Calculate the molar solubility of gold(I) chloride (Ksp= 2.0 x 10^-13) in .10 M NaCN. The complex ion formed is [Au(CN)2]- with Kf= 2.0 x 10^38. Ignore any other competing equilibrium systems.
I'm having trouble writing an equation to start off with.
First, I had written
AuCl + NaCN <--> [Au(CN)2]- + NaCl (s)
But I can't seem to balance it correctly.
I think I know how to do the problem if I have just one reactant, but I'm not sure what to do with two. Any help would be appreciated.
The equation is not balanced because the CN- is not balanced. It can be calanced this way.
AuCl + 2NaCN ==> Na[Au(CN)2] + NaCl. In aqueous solution, the sodium salt of the complex ion will ionize into Na^+ and Au(CN)2^- while the NaCl will ionize into Na^+ and Cl^-.
To balance the equation, we need to consider the charges of the ions involved.
AuCl + 2NaCN → Na[Au(CN)2] + NaCl
Here, we see that the complex ion [Au(CN)2]- has a charge of -1, so we need 2 CN- ligands to balance the charge of the Au3+ ion.
Next, we have Na+ ions on both sides of the equation, so we can eliminate them.
AuCl + 2CN- → [Au(CN)2]- + Cl-
The equation is now balanced in terms of charges.
Now, let's consider the solubility equilibrium. The molar solubility of a compound is given by the concentration of the compound when it reaches equilibrium with its ions in solution.
The solubility product constant, Ksp, is the equilibrium constant for the dissolution of a sparingly soluble compound in water.
For gold(I) chloride (AuCl), the equilibrium expression would be:
Ksp = [Au+][Cl-]
Since AuCl is a sparingly soluble compound, we can assume that a negligible amount of it will dissociate into its ions in solution. Therefore, the concentration of Au+ can be approximated as equal to the molar solubility of AuCl.
For the complex ion [Au(CN)2]-, the equilibrium constant Kf is related to the stability constant of the complex.

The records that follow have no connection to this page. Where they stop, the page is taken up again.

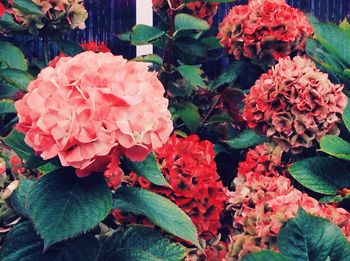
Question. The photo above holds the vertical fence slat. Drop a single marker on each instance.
(107, 18)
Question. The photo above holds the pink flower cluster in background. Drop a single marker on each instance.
(264, 31)
(93, 107)
(295, 104)
(264, 200)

In this case, Kf is given as 2.0 x 10^38.
The complex ion formation can be represented as:
[Au(CN)2]- ⇌ Au+ + 2CN-
We can use the stability constant Kf to determine the concentration of Au+ and CN-.

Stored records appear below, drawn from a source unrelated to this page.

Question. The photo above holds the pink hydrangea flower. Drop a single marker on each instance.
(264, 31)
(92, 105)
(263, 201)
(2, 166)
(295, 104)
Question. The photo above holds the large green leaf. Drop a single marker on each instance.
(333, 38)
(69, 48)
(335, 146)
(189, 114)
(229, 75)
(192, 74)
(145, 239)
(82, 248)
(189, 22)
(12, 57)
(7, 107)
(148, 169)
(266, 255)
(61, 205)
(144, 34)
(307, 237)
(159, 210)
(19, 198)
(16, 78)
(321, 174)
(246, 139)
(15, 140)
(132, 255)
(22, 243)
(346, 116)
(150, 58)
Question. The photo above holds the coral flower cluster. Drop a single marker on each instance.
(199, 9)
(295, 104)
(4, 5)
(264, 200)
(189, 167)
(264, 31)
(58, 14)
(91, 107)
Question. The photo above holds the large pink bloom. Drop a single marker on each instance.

Now, let's set up an ICE table to determine the concentrations at equilibrium:
Initial: AuCl: x Cl-: 0
Final: AuCl: x Cl-: x
Change: AuCl: 0 Cl-: x
Since Cl- comes from the dissociation of AuCl, its concentration will be equal to the concentration of AuCl, which is x.

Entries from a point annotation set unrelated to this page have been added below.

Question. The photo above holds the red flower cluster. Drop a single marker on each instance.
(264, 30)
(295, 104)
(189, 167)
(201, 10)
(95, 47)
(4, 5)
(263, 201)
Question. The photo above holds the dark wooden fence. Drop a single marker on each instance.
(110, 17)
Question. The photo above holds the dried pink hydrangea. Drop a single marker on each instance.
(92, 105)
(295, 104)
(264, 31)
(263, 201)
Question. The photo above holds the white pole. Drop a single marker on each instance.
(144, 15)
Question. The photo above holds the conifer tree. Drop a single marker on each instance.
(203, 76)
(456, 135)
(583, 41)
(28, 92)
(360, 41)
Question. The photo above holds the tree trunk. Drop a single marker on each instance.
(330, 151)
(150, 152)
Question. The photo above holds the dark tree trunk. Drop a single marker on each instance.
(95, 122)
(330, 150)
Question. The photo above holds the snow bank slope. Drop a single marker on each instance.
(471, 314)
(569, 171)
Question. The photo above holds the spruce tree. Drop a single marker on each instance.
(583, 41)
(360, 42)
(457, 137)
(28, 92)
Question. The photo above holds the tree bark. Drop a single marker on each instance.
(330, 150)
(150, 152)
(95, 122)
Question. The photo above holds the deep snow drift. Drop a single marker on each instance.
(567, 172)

Now, for the complex ion formation:
Initial: [Au(CN)2]-: 0 CN-: 2x
Final: [Au(CN)2]-: x CN-: x
Change: [Au(CN)2]-: x CN-: -x
The CN- concentration will decrease by x, and the [Au(CN)2]- concentration will increase by x.
From the ICE table, we can substitute the concentrations into the equilibrium expression for the complex ion formation:
Kf = [Au+][CN-]^2 / [Au(CN)2]-
Kf = (x)(x)^2 / x
Simplifying:
Kf = x^2
Now, we need to determine the value of x and substitute it back into the solubility expression for AuCl to find the molar solubility.
Ksp = [Au+][Cl-]
Ksp = (x)(x)
Ksp = x^2
We know that Ksp = 2.0 x 10^-13, so we can solve for x:
2.0 x 10^-13 = x^2
Taking the square root of both sides:
x = √(2.0 x 10^-13)
x ≈ 1.41 x 10^-7 M
Therefore, the molar solubility of gold(I) chloride in 0.10 M NaCN is approximately 1.41 x 10^-7 M.